Les insoumis reprennent à leur compte ce Nouveau Front populaire et négocient avec les autres partis de gauche. Sans appareil politique, ayant quitté le mouvement, le député de la Somme, réélu de justesse, se retrouve exclu.
À la Fête de l'Huma, la gauche joue malgré tout l'union
Lors de la Fête de l'Humanité ce 13 et 14 septembre, François Ruffin a reconnu des propos "maladroits" tandis que le leader des insoumis a joué la carte de l'apaisement: "Tout n’est pas une obligation de se mettre des gifles", a-t-il déclaré pendant son meeting appelant à dédramatiser la discussion à l’intérieur de la gauche".

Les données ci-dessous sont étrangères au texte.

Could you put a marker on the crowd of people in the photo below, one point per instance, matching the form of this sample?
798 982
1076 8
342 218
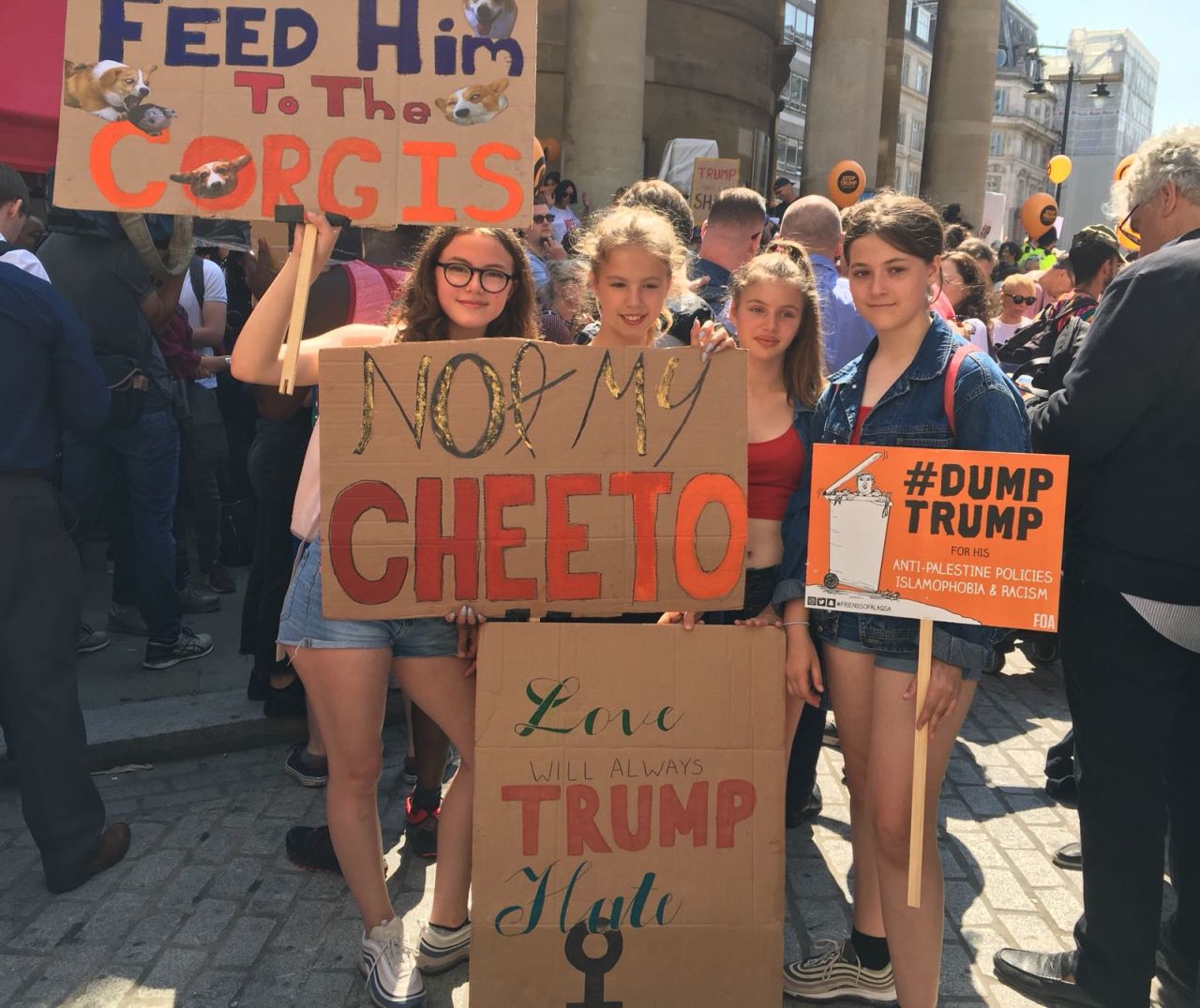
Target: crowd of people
141 377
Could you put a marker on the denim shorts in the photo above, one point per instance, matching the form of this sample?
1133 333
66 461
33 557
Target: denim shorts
304 625
847 634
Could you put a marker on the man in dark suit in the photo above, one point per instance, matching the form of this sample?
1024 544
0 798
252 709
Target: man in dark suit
1131 603
50 383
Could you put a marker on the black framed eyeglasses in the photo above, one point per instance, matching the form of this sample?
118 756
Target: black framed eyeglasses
1125 230
459 275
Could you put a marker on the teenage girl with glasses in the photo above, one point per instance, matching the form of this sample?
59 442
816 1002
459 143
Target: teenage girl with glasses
466 283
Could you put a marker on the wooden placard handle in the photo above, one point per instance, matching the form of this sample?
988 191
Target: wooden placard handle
920 763
299 309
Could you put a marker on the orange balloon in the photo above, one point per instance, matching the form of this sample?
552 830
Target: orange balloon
847 183
539 162
1038 214
1058 168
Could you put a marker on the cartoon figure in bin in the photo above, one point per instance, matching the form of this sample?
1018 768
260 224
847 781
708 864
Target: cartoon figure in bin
858 530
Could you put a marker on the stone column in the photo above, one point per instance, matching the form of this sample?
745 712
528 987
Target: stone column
890 110
958 128
605 97
845 90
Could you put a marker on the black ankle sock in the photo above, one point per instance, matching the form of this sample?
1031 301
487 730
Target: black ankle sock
427 797
871 952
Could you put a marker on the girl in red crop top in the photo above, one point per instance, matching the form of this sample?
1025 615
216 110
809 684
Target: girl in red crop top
774 308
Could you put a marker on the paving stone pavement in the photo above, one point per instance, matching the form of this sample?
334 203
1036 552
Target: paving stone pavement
206 910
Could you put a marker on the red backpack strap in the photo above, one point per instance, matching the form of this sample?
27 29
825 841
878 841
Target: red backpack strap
952 376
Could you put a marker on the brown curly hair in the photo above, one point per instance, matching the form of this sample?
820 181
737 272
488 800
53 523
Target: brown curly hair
419 314
802 359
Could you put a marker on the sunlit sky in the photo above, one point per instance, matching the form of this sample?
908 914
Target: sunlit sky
1168 28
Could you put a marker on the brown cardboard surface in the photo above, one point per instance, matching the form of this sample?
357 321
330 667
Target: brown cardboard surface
710 178
720 691
535 518
408 115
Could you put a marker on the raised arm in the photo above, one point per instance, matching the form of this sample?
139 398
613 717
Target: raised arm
258 354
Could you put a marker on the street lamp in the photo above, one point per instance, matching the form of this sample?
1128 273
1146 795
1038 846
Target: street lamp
1098 94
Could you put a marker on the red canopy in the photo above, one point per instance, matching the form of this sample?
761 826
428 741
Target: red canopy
30 101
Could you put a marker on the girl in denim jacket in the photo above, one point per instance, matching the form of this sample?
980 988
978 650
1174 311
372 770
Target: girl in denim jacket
892 395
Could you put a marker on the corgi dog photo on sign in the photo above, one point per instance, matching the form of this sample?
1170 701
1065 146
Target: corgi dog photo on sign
151 119
491 18
214 179
107 89
475 103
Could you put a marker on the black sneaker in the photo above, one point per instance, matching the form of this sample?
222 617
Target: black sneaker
188 644
808 811
311 848
311 772
218 579
88 639
288 702
196 600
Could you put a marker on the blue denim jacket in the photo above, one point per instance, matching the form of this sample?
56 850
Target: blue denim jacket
989 415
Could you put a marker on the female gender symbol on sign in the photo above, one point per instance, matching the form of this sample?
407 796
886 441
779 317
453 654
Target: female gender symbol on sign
592 969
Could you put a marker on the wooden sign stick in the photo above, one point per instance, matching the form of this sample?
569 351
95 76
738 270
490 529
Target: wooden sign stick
920 763
299 309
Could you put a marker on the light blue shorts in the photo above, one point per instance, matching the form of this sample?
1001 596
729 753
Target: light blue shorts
304 625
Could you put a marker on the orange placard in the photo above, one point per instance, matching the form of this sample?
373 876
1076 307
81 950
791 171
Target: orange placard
956 536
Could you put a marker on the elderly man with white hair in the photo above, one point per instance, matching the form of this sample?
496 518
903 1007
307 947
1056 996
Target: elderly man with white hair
1131 603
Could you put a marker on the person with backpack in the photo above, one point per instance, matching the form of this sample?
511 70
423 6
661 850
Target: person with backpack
918 383
204 445
110 287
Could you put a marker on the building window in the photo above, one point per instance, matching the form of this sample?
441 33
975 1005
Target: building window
922 82
796 94
797 25
924 24
788 155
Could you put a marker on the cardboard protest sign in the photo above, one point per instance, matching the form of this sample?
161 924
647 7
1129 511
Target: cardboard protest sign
511 474
629 798
710 178
959 536
408 112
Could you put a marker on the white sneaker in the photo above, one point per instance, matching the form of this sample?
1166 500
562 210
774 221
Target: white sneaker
390 969
836 974
441 949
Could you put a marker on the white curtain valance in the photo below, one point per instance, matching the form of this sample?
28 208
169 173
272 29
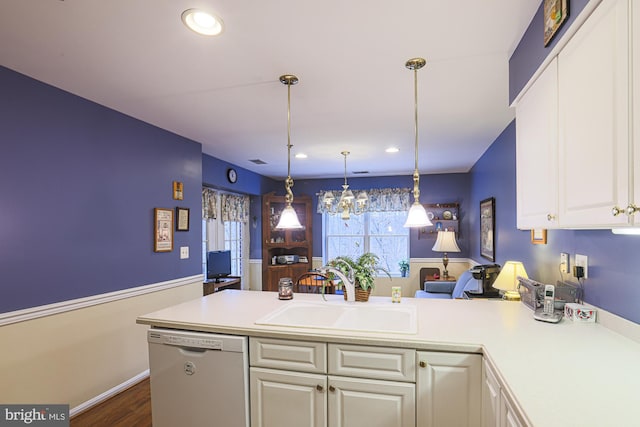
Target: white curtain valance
235 208
380 199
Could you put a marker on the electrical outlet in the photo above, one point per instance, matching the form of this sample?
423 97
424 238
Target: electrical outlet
582 261
564 262
184 252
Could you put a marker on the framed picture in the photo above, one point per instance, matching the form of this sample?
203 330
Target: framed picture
555 13
182 219
539 236
487 228
163 230
178 190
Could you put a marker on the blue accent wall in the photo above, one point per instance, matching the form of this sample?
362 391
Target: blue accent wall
531 51
614 269
79 185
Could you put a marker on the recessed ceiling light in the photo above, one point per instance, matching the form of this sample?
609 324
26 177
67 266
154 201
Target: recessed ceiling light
202 22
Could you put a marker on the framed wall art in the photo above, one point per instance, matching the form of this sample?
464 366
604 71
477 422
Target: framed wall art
178 190
539 236
163 230
182 219
487 228
555 13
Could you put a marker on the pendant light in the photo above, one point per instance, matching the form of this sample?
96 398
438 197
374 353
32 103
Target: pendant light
348 203
417 216
288 217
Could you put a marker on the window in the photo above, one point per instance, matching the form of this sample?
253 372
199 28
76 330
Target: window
233 242
379 232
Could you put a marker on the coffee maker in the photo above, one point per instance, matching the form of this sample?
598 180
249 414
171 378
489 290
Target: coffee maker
485 274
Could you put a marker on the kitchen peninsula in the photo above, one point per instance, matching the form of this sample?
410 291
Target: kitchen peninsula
548 375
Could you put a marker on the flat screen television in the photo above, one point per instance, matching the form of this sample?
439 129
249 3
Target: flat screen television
218 265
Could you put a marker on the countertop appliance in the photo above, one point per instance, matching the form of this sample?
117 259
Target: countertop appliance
485 274
198 379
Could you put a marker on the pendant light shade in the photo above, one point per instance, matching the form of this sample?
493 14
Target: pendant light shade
288 217
417 216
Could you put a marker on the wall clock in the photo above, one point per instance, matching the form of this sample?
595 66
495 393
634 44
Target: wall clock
232 175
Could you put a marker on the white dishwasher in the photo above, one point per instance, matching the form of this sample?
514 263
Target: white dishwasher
198 379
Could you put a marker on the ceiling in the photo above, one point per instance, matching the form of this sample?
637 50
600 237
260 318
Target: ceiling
354 94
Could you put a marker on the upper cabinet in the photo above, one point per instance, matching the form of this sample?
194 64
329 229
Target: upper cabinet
593 96
537 152
575 149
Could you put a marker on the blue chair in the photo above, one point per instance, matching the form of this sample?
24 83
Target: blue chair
443 293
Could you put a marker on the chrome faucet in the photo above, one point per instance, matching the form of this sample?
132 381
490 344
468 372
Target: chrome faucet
348 280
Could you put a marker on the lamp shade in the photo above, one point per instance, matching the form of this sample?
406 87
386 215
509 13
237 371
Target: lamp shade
289 219
507 280
446 242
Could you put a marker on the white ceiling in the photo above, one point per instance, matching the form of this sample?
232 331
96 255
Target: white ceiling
355 94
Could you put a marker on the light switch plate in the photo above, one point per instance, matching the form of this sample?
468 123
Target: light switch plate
582 261
564 262
184 252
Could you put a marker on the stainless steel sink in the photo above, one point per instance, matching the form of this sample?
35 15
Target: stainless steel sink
366 317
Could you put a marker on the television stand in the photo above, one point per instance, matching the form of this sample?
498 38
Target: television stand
217 285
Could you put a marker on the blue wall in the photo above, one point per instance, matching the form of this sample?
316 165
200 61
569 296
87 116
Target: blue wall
78 188
613 262
531 51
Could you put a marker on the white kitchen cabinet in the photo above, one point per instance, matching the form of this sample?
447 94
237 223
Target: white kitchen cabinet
361 402
509 417
287 398
498 409
537 152
448 388
490 397
593 105
300 383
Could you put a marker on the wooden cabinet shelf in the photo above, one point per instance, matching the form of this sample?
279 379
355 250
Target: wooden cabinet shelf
284 242
444 216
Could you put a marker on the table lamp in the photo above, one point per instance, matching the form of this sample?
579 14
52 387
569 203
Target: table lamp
507 280
446 242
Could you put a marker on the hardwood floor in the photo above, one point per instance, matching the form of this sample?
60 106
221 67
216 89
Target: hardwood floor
131 408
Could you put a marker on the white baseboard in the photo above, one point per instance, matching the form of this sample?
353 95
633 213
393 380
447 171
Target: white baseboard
75 304
108 394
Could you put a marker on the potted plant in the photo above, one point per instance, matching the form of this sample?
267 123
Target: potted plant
404 267
364 269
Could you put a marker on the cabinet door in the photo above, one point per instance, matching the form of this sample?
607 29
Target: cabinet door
537 152
508 415
490 397
287 399
593 119
635 9
448 387
357 402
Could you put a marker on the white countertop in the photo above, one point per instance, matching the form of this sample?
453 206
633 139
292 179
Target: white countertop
562 374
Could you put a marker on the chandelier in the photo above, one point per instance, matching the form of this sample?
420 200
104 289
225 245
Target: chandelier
347 204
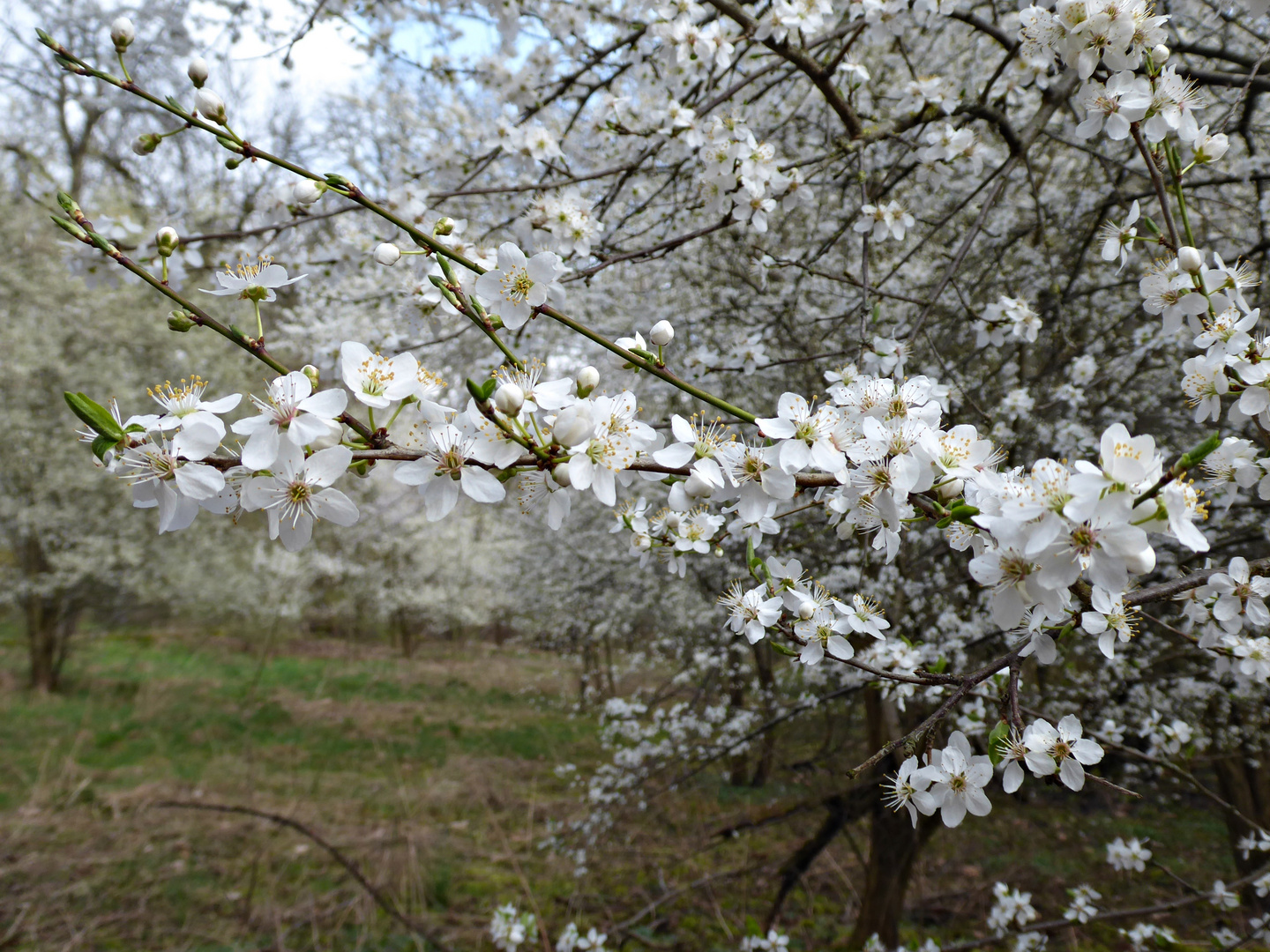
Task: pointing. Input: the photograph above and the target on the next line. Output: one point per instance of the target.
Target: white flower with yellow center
(444, 469)
(377, 381)
(519, 285)
(297, 493)
(184, 405)
(253, 282)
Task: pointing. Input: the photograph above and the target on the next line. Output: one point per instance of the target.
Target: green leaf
(101, 444)
(998, 734)
(1197, 455)
(94, 415)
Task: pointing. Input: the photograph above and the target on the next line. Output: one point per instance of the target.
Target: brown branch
(381, 899)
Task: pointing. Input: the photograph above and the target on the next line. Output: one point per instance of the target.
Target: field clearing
(435, 775)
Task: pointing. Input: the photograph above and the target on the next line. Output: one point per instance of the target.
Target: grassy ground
(436, 776)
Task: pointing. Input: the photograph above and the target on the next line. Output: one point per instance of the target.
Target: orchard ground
(436, 775)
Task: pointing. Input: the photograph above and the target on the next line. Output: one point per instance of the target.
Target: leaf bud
(122, 33)
(387, 254)
(210, 106)
(306, 190)
(1191, 259)
(573, 426)
(167, 242)
(588, 378)
(146, 143)
(510, 398)
(197, 71)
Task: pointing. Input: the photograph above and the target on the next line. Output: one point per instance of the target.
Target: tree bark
(893, 843)
(49, 625)
(1244, 779)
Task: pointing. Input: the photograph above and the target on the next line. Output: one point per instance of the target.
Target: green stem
(421, 238)
(1175, 167)
(202, 317)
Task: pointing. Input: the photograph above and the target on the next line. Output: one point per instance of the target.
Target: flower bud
(146, 143)
(306, 190)
(122, 33)
(1191, 259)
(588, 378)
(387, 254)
(210, 106)
(510, 398)
(573, 426)
(197, 71)
(167, 242)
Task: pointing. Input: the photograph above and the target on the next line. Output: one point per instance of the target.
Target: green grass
(436, 776)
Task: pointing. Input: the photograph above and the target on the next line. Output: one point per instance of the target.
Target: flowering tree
(1022, 274)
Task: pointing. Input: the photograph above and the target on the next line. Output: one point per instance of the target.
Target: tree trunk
(766, 683)
(893, 848)
(49, 619)
(49, 625)
(893, 843)
(1244, 779)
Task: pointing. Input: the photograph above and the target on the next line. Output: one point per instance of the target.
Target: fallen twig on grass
(381, 899)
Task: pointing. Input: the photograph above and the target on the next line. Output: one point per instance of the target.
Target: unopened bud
(210, 106)
(1191, 259)
(510, 398)
(573, 426)
(146, 143)
(588, 378)
(122, 33)
(950, 490)
(197, 71)
(306, 190)
(167, 242)
(387, 254)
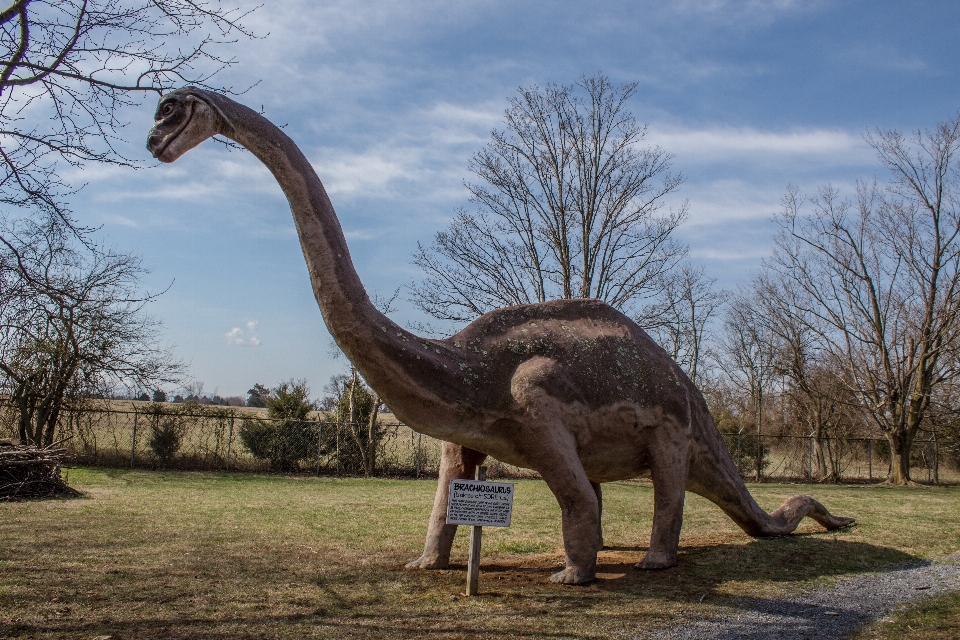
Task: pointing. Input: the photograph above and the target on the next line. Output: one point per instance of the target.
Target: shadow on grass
(702, 569)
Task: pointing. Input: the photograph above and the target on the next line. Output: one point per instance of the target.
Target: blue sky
(390, 99)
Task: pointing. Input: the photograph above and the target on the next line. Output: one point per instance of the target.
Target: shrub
(284, 443)
(166, 438)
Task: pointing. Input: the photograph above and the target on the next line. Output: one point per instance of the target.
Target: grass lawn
(205, 555)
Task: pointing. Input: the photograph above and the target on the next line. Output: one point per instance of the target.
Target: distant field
(203, 555)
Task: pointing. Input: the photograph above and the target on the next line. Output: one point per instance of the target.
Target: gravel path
(829, 613)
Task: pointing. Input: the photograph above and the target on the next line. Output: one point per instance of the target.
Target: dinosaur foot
(428, 562)
(654, 560)
(574, 575)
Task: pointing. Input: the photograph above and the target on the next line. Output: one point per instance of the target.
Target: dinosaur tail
(714, 476)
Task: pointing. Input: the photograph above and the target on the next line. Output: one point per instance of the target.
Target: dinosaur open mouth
(159, 148)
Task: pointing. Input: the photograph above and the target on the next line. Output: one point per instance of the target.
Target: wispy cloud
(244, 337)
(718, 143)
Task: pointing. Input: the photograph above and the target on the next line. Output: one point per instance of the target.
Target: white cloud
(243, 338)
(722, 143)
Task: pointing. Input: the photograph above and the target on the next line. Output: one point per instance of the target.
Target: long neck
(390, 358)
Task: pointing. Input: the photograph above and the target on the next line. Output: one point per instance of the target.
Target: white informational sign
(480, 503)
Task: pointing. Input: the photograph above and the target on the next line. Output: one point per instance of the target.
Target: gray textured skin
(571, 388)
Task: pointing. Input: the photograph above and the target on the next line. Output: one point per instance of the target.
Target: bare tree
(749, 356)
(69, 66)
(882, 276)
(815, 393)
(570, 206)
(680, 321)
(72, 326)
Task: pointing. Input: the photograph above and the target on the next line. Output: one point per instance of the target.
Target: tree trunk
(900, 445)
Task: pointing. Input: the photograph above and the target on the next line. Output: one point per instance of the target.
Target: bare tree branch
(570, 206)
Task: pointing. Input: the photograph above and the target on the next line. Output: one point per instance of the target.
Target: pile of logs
(27, 471)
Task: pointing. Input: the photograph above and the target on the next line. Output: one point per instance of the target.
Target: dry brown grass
(199, 555)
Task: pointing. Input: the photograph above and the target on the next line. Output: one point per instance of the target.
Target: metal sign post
(479, 503)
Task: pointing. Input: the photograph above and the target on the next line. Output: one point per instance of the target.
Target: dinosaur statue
(572, 389)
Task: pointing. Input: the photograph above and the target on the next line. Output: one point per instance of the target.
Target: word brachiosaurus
(572, 389)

"C'est normal de s'engueuler en famille", a renchéri le fondateur de Picardie debout. Pendant cette fête traditionnelle à gauche aussi populaire que politique, le Nouveau Front populaire a également joué l'apaisement après une dernière semaine de griefs interposés.
Le NFP "doit rester uni", ont déclaré les différents représentants des forces de gauche ce week-end. Malgré "des différences et des nuances", a admis Fabien Roussel, "on va continuer à se battre pour préserver cette unité", a prévenu Marine Tondelier.
"Évidemment qu'il faudra une candidature unique en 2027", a ajouté la cheffe de file des Écologistes. Comme un avertissement lancé en prévision à François Ruffin et Jean-Luc Mélenchon, deux figures présidentiables de la gauche.